The downgrade comes less than a week before Nvidia is scheduled to report fiscal third-quarter results, after the Nov. 17 closing bell. Analysts surveyed by FactSet are expecting, on average, per-share profit to rise 52% to $1.11 and revenue to grow 44% to a record $6.8 billion. The company has beat both profit and revenue expectations every quarter for at least the past five years, according to FactSet data.
“We believe the combination of unprecedented demand (particularly this late in the course of product cycles) for both data center and client offerings will allow [Nvidia] to again exceed expectations next week when they report numbers, and we expect the company will provide constructive guidance ahead of prior Street views,” Bryson wrote.
He raised his stock price target to $300 from $220, but the new target implied 1.3% downside from Thursday’s closing price.
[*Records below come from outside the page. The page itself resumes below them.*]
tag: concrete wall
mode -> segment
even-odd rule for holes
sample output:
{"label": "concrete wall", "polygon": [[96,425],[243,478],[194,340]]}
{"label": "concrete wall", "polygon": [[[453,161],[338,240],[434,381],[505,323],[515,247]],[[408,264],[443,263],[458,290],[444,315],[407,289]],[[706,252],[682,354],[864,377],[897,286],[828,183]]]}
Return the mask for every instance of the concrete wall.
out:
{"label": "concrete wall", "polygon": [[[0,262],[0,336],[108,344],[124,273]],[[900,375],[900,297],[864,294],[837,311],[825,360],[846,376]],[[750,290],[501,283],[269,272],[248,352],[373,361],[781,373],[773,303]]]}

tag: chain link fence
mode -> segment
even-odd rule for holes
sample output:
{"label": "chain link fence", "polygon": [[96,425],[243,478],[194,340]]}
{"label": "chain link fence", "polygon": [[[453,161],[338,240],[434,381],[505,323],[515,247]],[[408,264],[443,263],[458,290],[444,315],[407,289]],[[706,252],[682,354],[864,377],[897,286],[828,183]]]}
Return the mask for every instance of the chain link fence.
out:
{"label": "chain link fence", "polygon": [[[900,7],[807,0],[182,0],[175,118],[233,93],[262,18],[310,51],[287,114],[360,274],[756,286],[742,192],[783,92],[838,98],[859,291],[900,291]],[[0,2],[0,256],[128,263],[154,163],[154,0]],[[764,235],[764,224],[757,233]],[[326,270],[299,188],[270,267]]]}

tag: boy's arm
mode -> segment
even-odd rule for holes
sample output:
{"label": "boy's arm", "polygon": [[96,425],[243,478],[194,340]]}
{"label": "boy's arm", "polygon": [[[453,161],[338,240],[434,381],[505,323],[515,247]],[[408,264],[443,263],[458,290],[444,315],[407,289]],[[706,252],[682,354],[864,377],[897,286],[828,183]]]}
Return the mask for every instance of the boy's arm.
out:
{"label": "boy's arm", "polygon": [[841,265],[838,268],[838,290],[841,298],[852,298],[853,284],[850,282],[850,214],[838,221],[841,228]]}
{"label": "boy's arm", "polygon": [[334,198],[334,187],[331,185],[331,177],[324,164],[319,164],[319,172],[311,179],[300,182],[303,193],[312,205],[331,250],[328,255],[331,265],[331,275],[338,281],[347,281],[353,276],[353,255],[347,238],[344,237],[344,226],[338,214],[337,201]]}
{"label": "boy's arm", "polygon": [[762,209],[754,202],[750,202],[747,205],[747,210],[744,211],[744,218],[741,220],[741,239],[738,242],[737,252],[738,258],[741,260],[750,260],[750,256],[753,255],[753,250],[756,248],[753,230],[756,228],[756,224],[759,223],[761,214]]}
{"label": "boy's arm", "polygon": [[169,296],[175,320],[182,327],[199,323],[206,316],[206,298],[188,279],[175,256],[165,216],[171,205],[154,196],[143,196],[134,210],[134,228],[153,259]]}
For Wedbush, an outperform rating means the analyst expects the total return of the stock to outperform relative to the median total return of the companies they cover over the next six to 12 months.
“[W]hile we remain very bullish on both [Nvidia’s] near-term prospects and longer-term opportunities (particularly around AI), we simply find ourselves unable to justify lifting our multiple to levels that would continue to justify an outperform,” Bryson wrote, and therefore the downgrade to neutral.